Open b-crouch opened 1 month ago

b-crouch commented 1 month ago

Addresses the issue of data organization during model eval (discussed in Slack) via two changes:

  1. Stratifies the train-test split when generating input JSONs (generate_dataset_in_json.py) such that the training and validation sets both have the same distribution of detector types. This avoids the case where the training and validation datasets have fundamentally different structure (e.g. significantly more Rayonix samples in one set than the other)
  2. Randomizes the order in which all events across all experiments are yielded by the IPCDistributedSegmentedDataset entry generator (i.e. it is no longer the case that all events from an experiment run appear consecutively).
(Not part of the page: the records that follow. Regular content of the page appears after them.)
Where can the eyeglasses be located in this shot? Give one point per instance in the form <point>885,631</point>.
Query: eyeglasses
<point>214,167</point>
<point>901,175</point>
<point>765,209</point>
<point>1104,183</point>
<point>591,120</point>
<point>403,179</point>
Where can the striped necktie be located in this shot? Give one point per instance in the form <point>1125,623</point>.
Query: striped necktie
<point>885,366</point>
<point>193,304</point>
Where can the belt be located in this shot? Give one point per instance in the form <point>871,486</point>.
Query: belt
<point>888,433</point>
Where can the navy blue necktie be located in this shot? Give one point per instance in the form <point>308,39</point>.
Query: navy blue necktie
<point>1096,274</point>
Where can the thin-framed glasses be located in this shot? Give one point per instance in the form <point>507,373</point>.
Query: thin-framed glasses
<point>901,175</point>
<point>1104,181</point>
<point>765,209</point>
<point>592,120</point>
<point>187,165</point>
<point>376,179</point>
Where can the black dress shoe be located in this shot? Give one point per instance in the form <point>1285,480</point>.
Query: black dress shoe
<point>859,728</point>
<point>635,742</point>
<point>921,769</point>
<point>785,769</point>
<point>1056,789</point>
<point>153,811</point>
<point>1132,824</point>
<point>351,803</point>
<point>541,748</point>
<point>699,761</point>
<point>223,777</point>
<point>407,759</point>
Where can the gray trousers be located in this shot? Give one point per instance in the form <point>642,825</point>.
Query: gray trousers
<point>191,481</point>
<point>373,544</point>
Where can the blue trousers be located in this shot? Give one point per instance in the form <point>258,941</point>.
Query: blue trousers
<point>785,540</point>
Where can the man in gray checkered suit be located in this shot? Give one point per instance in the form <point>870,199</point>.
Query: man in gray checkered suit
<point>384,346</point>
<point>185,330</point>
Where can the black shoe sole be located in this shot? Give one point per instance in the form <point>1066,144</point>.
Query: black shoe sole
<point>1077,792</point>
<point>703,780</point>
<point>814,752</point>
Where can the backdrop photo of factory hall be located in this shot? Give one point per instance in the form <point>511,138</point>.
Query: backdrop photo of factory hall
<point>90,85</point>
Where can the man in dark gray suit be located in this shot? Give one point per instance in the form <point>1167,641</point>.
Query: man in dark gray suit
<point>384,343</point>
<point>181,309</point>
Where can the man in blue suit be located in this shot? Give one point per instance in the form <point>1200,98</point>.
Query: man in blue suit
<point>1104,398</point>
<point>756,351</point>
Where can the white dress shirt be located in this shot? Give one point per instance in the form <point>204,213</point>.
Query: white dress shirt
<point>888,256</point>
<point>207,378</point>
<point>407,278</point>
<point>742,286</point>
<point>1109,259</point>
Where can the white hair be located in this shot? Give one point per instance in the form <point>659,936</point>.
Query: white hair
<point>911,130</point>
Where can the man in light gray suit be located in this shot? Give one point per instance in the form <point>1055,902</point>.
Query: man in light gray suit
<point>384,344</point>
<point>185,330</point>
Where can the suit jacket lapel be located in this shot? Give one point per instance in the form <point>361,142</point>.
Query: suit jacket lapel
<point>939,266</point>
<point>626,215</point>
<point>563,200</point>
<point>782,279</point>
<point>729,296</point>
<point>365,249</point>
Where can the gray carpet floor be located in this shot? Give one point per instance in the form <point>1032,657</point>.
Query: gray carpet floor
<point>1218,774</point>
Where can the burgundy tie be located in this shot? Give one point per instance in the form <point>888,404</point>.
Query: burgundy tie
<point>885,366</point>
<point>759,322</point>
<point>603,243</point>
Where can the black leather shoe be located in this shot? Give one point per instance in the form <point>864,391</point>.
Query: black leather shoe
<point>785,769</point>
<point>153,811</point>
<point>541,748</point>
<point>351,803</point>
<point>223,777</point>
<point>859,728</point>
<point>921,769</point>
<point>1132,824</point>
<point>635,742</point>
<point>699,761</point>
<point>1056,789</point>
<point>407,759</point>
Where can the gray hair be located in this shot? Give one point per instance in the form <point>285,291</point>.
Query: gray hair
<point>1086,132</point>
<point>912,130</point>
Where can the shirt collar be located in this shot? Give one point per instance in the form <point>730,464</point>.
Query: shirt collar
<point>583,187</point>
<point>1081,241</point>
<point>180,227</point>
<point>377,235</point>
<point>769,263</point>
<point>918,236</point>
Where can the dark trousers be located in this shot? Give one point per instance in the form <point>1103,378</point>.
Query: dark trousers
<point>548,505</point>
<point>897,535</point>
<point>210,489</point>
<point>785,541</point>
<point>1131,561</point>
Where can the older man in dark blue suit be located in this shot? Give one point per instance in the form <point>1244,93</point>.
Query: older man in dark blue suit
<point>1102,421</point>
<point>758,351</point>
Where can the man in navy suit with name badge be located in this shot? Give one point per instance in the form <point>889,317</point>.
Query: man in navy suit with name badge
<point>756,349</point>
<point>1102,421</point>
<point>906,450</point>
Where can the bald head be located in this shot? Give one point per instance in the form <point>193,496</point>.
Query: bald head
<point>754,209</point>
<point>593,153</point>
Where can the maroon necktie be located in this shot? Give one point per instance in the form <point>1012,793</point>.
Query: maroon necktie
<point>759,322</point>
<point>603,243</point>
This avoids the situation where a sampler only samples events from the same experiment/run, and also introduces more diversity in how many events from the early/middle/late stages of a run appear in a dataset sample
carbonscott commented 1 month ago

Thanks for the PR.

Shuffling the entire dataset in memory should work, but it might get trickier when dataset size grows.

Perhaps round robin scheduling (https://en.wikipedia.org/wiki/Round-robin_scheduling) would help us in this case. Basically, we go through up to certain number of examples for each exp and then move on to the next exp. Then, repeat this cycle until all generators have been exhausted.